Furthermore, DPC is being used in a number of courses in CALL, translation studies and language technology. A substantial part of DPC has also been used for further syntactic annotation in the Lassy project (cf. Chap. 9, p. 147).

5 Conclusion

The DPC project resulted in a high-quality, well-balanced parallel corpus for Dutch, English and French. Footnote 12Its results are available via the HLT Agency. Footnote 13As part of the STEVIN objectives to produce qualitative resources for Dutch natural language processing, DPC is a parallel corpus that meets the requirements of the STEVIN programme.
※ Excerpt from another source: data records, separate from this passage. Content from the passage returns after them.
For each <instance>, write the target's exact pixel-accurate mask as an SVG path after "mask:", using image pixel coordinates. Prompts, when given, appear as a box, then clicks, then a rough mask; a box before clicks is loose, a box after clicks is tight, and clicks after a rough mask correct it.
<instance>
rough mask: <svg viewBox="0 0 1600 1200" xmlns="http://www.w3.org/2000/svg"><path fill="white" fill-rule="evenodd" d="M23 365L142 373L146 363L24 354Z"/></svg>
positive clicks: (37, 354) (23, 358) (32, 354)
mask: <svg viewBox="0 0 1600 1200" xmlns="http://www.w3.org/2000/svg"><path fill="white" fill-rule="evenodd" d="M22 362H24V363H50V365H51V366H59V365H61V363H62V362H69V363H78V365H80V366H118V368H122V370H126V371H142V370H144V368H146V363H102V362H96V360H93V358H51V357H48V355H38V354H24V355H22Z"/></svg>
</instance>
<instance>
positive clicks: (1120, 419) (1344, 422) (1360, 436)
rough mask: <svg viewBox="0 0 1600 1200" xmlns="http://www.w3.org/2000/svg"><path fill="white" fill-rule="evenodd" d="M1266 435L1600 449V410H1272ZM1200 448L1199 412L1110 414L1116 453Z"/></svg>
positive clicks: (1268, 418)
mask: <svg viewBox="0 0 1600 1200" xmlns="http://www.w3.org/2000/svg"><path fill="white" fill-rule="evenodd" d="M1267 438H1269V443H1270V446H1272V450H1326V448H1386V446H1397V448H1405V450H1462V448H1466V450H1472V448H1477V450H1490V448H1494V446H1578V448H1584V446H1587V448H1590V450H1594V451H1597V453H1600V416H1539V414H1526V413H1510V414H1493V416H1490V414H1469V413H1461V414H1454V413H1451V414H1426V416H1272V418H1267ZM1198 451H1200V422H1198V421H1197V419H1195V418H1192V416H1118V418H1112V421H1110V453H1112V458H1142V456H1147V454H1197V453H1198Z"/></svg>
Footnote 14The DPC corpus differs mainly from other parallel corpora in the following ways: (i) special attention has been paid to corpus design, which resulted in a well-balanced corpus, (ii) the corpus is sentence-aligned and linguistically annotated (PoS tagging and lemmatization), (iii) the different processing steps have been controlled in a systematic way and (iv) the corpus is available to the wide research community thanks to its copyright clearance.

DPC is first of all used as a resource of translated texts for different types of applications, but also monolingual studies of Dutch, French and English can benefit greatly from it. The quality of the corpus—in content and structure—and the two application modes provided (XML and web interface) help to explain why the first exploitation results of DPC are promising.